Think of the home of English gunmaking, where quality is king and the guns of your dreams are hand-built by skilled artisans. Have you thought of London? Renowned as the base for distinguished makers, London has the monopoly on today’s big names, but if we were to look back a mere 100 years or so, the British gun trade would look very different.
The Birmingham gun trade can trace its origins to around the 17th century, with large government contracts being taken on in the late 1600s, committing the gunmakers to produce 200 military firearms per month for a whole year. Birmingham has always been a city built on trade, hard labour and skilled craftsmen. The thriving metalwork industry offered the ideal habitat for the development of firearms.
Towards the end of the 18th century, the Birmingham gun quarter was growing at a rapid pace, with a total of 62 workshops involved in gunmaking, according to Sketchley’s Birmingham, Wolverhampton and Walsall Directory of 1767. There were 35 gun and pistol makers, eight barrel makers, five finishers, 11 actioners and HO three stockers.
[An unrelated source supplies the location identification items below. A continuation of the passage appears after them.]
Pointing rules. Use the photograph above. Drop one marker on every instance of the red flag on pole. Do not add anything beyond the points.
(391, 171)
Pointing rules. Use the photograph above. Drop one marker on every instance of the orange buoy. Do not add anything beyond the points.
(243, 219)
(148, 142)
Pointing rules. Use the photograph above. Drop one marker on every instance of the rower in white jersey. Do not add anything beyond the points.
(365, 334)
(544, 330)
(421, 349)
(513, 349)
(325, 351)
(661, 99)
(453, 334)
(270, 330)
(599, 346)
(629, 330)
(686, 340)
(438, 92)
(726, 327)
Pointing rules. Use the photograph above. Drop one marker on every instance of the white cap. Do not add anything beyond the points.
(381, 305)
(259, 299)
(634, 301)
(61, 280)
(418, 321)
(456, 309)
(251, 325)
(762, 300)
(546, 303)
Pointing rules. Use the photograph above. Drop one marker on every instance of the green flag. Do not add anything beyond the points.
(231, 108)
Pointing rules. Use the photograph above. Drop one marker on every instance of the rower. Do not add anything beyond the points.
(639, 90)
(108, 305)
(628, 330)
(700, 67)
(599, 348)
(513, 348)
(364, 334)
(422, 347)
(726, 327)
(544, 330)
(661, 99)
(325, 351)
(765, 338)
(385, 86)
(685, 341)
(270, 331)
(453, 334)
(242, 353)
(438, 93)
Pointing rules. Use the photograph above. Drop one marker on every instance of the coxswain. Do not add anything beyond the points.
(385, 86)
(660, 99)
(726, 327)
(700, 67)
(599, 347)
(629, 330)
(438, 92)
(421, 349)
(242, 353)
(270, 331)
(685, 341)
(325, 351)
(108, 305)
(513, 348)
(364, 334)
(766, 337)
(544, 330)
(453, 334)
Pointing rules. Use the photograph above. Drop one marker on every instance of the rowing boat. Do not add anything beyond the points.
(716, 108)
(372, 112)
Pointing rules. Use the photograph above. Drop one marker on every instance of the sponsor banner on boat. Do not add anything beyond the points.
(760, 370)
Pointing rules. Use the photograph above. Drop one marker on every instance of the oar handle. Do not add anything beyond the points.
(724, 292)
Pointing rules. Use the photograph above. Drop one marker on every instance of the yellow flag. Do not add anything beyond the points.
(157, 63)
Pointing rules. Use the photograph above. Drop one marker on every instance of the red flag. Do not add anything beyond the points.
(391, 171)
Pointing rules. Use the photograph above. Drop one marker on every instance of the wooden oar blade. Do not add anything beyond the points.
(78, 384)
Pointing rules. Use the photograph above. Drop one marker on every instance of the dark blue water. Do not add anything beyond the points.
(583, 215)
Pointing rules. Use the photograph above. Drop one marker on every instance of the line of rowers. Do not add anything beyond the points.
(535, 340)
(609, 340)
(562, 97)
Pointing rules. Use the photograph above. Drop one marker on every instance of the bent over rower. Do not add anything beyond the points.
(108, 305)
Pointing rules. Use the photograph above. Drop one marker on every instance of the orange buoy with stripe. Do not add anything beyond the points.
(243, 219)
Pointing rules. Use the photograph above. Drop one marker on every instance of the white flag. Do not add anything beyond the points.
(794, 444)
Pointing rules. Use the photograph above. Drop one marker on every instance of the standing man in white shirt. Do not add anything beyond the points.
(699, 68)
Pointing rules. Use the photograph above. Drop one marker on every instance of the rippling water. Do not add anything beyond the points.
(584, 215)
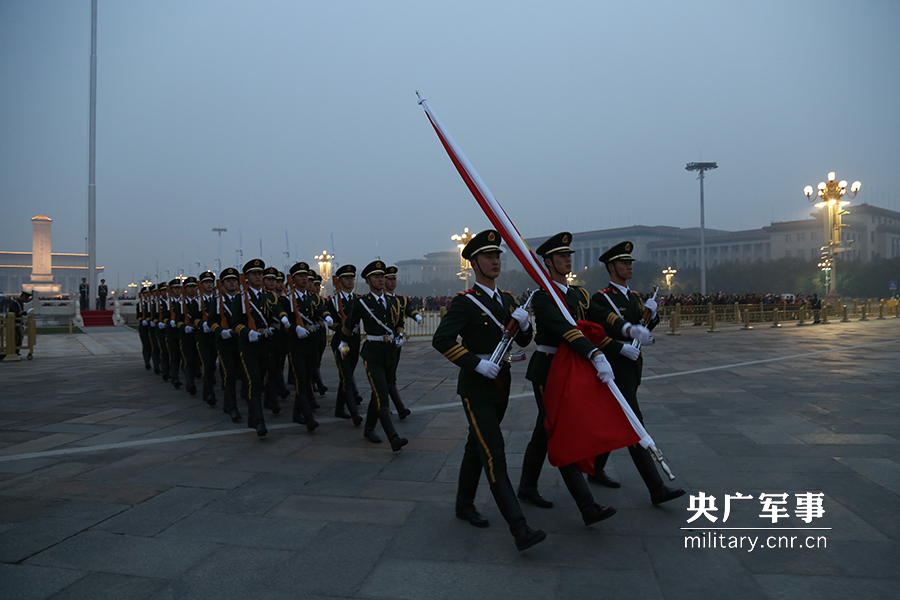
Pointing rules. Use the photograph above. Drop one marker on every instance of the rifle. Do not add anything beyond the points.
(645, 318)
(245, 300)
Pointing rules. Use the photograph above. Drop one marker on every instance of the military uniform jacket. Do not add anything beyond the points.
(381, 351)
(264, 307)
(313, 312)
(631, 307)
(479, 333)
(553, 329)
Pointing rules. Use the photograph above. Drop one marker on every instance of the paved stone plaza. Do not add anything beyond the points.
(115, 485)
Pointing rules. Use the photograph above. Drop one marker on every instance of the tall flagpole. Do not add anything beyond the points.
(92, 178)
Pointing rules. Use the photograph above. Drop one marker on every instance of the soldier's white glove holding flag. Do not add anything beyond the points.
(604, 371)
(630, 352)
(488, 369)
(636, 332)
(521, 315)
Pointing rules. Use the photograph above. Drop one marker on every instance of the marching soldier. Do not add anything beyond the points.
(206, 339)
(390, 284)
(172, 334)
(260, 311)
(340, 306)
(553, 330)
(304, 315)
(224, 308)
(142, 310)
(381, 321)
(618, 303)
(479, 316)
(190, 312)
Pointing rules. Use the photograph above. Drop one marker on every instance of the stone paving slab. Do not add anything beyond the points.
(155, 508)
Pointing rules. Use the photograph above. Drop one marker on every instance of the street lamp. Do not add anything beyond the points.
(324, 260)
(830, 195)
(702, 167)
(669, 272)
(461, 241)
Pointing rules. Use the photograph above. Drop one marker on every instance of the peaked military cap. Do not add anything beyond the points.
(488, 240)
(301, 268)
(257, 264)
(345, 270)
(558, 244)
(621, 251)
(376, 267)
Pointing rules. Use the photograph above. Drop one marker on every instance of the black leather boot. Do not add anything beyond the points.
(646, 466)
(591, 512)
(525, 536)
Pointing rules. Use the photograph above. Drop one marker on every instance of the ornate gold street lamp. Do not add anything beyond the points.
(830, 195)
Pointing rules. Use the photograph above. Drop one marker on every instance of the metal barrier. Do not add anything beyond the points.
(12, 337)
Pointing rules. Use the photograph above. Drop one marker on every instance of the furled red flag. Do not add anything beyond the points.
(501, 221)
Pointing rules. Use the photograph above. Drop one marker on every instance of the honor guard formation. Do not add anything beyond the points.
(247, 325)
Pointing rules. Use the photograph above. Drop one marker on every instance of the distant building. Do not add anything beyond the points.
(42, 271)
(872, 232)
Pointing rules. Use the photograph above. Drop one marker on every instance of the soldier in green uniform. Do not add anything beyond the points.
(340, 306)
(619, 303)
(479, 316)
(220, 315)
(173, 341)
(553, 330)
(379, 316)
(305, 315)
(406, 311)
(142, 310)
(206, 339)
(259, 312)
(190, 311)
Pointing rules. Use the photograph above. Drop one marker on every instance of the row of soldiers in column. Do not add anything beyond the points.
(469, 335)
(255, 321)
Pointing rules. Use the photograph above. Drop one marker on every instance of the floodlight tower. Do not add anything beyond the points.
(702, 167)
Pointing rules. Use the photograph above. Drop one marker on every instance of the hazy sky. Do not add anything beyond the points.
(268, 116)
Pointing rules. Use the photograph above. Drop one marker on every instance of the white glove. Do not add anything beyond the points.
(488, 369)
(629, 352)
(604, 371)
(521, 315)
(636, 332)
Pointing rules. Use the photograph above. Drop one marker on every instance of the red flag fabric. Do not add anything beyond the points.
(584, 418)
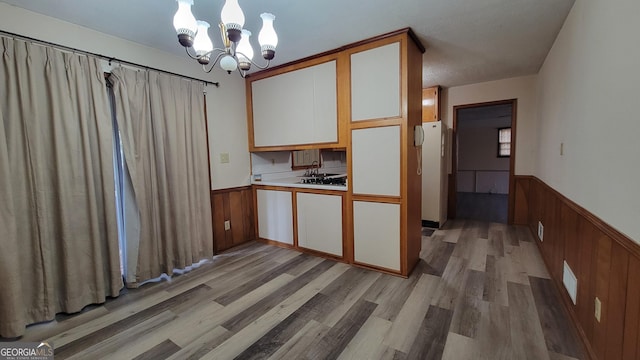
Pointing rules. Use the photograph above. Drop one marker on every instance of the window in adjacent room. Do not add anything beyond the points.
(504, 142)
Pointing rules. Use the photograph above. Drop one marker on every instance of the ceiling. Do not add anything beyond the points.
(467, 41)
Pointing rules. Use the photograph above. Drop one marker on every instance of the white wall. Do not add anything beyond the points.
(521, 88)
(226, 105)
(589, 92)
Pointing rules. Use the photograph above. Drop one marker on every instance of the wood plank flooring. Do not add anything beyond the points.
(480, 291)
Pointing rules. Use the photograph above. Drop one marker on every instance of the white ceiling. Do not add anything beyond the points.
(467, 41)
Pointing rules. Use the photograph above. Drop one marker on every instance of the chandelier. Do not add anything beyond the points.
(237, 52)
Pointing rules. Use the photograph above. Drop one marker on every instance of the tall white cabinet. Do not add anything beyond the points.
(386, 91)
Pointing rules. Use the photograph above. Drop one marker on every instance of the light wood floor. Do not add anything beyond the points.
(480, 292)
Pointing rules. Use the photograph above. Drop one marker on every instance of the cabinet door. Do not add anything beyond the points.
(320, 222)
(376, 234)
(375, 83)
(298, 107)
(376, 160)
(275, 215)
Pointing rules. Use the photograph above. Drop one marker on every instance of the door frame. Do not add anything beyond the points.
(453, 184)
With the introduction of the percussion system, Birmingham took responsibility for more than two-thirds of England’s gun production between 1804 and 1815.
With this increase in the manufacturing of firearms, it was decided by Act of Parliament that a Proof House should be established in Birmingham. In 1813, it became the second official proofing body in the country. In the space of six years, between 1855 and 1861, six million arms were tested and proofed in the city.